I flew down to Nagoya on Friday (a city I went to as a junior high student) to meet up with my little sister, who is returning from a European tour by way of Japan. Not the most direct route, but certainly an interesting one.

We spent the evening eating miso katsu (pork cutlet in miso sauce), watching a movie and catching up. It was a good, albeit quiet evening.

The next day we set off for Inuyama (犬山, literally dog mountain), a castle town featuring the oldest castle in Japan and just a little ways out of Nagoya. The town itself seemed kind of run down, which wasn't helped by the torrential downpour that followed us all day. Lucky us had managed to coincide with one of the strongest typhoons to make landfall in the last 50 years. So it poured the whole day. On the plus side, it kept most of the other tourists away. I was a little worried about that, seeing as this weekend was a long weekend.

The castle was lovely though, even in the rain. Conveniently, Inuyama is also an onsen town. So to warm up and relax after all the rain, we soaked in what turned out to be a very swanky onsen. We wrapped up with another Japan top three, and saw one of the most famous tea houses in Japan, Joan. It would have been a nicer stroll without all the rain, but whatever.

We made our way back into the city to find the Aichi Prefectural Gym to watch some sumo action. We only got a little lost, which extra sucked in the rain. I'm telling you, this was a serious typhoon. But we did make it.
And it was awesome. If a picture says a thousand words, here's three thousand for you.

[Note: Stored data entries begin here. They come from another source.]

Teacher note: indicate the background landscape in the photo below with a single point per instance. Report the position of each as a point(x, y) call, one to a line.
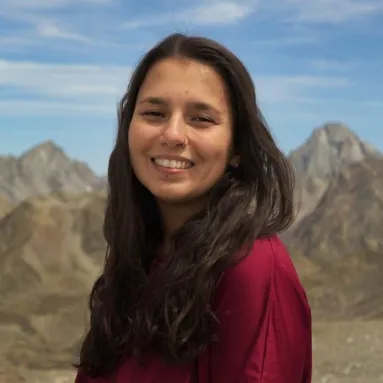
point(64, 64)
point(52, 249)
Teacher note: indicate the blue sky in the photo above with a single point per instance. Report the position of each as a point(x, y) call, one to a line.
point(64, 64)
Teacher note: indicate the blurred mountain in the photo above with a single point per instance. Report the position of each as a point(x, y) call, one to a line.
point(44, 169)
point(5, 206)
point(51, 251)
point(348, 218)
point(319, 160)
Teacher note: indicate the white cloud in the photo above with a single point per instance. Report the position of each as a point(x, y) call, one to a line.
point(51, 30)
point(328, 11)
point(53, 108)
point(84, 84)
point(332, 65)
point(57, 89)
point(294, 89)
point(216, 12)
point(45, 4)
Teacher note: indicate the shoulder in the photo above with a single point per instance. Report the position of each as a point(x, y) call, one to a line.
point(266, 265)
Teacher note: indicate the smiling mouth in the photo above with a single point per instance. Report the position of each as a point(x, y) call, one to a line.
point(172, 164)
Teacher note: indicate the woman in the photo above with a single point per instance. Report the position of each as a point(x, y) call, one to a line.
point(196, 287)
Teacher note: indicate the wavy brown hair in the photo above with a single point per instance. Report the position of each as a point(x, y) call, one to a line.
point(170, 312)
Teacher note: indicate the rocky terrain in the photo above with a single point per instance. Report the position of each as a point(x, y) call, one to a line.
point(319, 160)
point(52, 249)
point(43, 169)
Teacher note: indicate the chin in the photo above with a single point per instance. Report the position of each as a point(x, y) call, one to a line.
point(177, 197)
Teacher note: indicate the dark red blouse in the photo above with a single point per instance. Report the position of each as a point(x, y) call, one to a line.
point(265, 328)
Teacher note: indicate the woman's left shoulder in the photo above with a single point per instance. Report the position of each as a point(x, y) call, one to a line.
point(267, 259)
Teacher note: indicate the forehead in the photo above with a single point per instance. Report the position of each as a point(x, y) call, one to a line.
point(179, 79)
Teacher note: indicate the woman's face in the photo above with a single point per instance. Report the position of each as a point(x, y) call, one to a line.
point(181, 133)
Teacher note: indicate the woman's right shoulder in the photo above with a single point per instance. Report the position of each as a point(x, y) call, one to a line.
point(81, 377)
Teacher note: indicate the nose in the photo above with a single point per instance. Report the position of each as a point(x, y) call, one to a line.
point(174, 132)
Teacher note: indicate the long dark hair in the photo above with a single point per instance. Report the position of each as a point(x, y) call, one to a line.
point(133, 311)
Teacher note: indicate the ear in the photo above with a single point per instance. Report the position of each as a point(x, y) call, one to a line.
point(235, 161)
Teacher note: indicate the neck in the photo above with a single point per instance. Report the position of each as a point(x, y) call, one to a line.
point(174, 216)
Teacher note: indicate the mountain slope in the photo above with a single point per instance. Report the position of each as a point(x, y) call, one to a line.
point(319, 160)
point(43, 169)
point(51, 251)
point(349, 217)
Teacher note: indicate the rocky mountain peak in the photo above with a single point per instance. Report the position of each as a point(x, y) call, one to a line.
point(330, 147)
point(44, 169)
point(319, 160)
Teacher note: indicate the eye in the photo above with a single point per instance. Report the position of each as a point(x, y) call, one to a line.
point(153, 114)
point(203, 119)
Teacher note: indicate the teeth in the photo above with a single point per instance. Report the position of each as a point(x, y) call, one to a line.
point(173, 164)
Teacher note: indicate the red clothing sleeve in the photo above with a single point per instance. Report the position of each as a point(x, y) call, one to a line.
point(265, 321)
point(264, 330)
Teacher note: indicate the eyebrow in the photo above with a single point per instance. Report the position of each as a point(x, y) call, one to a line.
point(203, 106)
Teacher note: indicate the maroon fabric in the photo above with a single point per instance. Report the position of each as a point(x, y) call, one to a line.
point(264, 331)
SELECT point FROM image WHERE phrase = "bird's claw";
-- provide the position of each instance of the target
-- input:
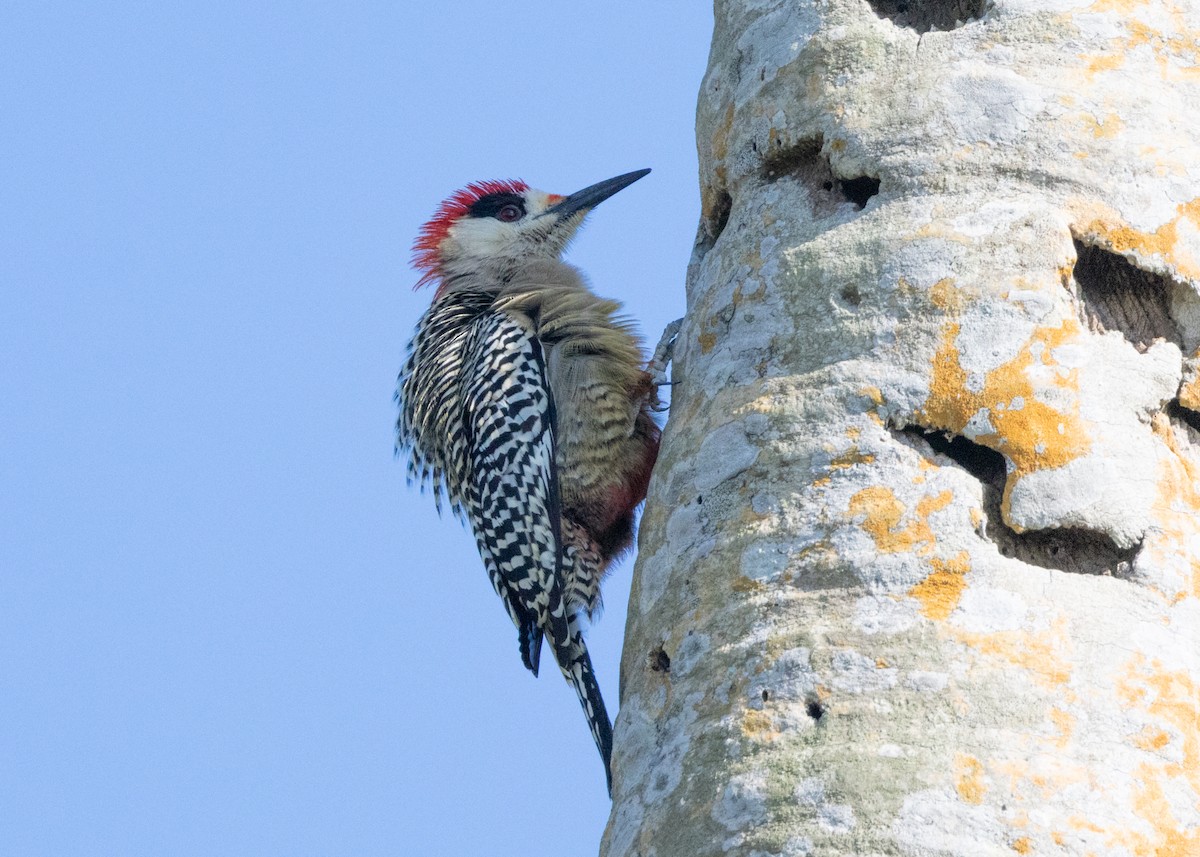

Not knowing much about what was going on didn't hamper us too much. The energy generated by the crowd was exciting and we had a great time.
We caught the shinkansen into Kyoto, narrowly missing closures due to the typhoon. In all, we were pretty lucky. One thing we hadn't anticipated was half of Kyoto being closed to traffic due to the Gion Matsuri. We had caught a cab to get to our hotel, because I didn't want to get lost in the rain and have to wander around lugging our bags through the storm. That didn't work though, as most of the roads were closed to traffic for Gion festivities. So we got dropped... somewere, and ended up wandering around looking for the place we were staying. It was an experience. Not helping was the worlds smallest sign on the place we stayed. Which turned out to be awesome. I booked us into what is basically a family run series of apartments throughout Kyoto. So basically, we were staying in a private apartment in the middle of Kyoto. And in the middle of the Gion Festival -- one of the largest and oldest in Japan.
The next day it had stopped raining -- the typhoon had blown itself out to sea, but we took it fairly easy, visiting Kiyomizu-dera (one of my favorite temples) and shopping in the markets near our apartment. In the evening, the party was in full swing. On our way home, we watched as the streets were flooded with people. Several major roads were shut to car traffic, and the streets were packed. It was incredible to see. After some chill out time, we went out into the streets to enjoy Japanese festival food: barbequed squid, meat on sticks, takoyaki (octopus balls), okonomiyaki ("It looks like a pizza, but tastes different") and beer. Eat your heart out Stampede!
Despite being two days before the main festival, Gion was packed with people, no doubt making up for being rained out the previous night. The main feature is the floats, which are massive and ornate, complete with musicians performing traditional music from the tops. We wandered around, looking at floats until late.
The next day it was back to Hokkaido for me, via shinkansen, train, plane, and bus. I ended up missing the big festival here in my own town, which was too bad. Ah well. I also missed out on the big earthquake -- we were further south, and I didn't feel anything.
The sister arrives here in inaka on Thurday, in time for several farewell parties, and to help me clean my apartment before I go. Whee!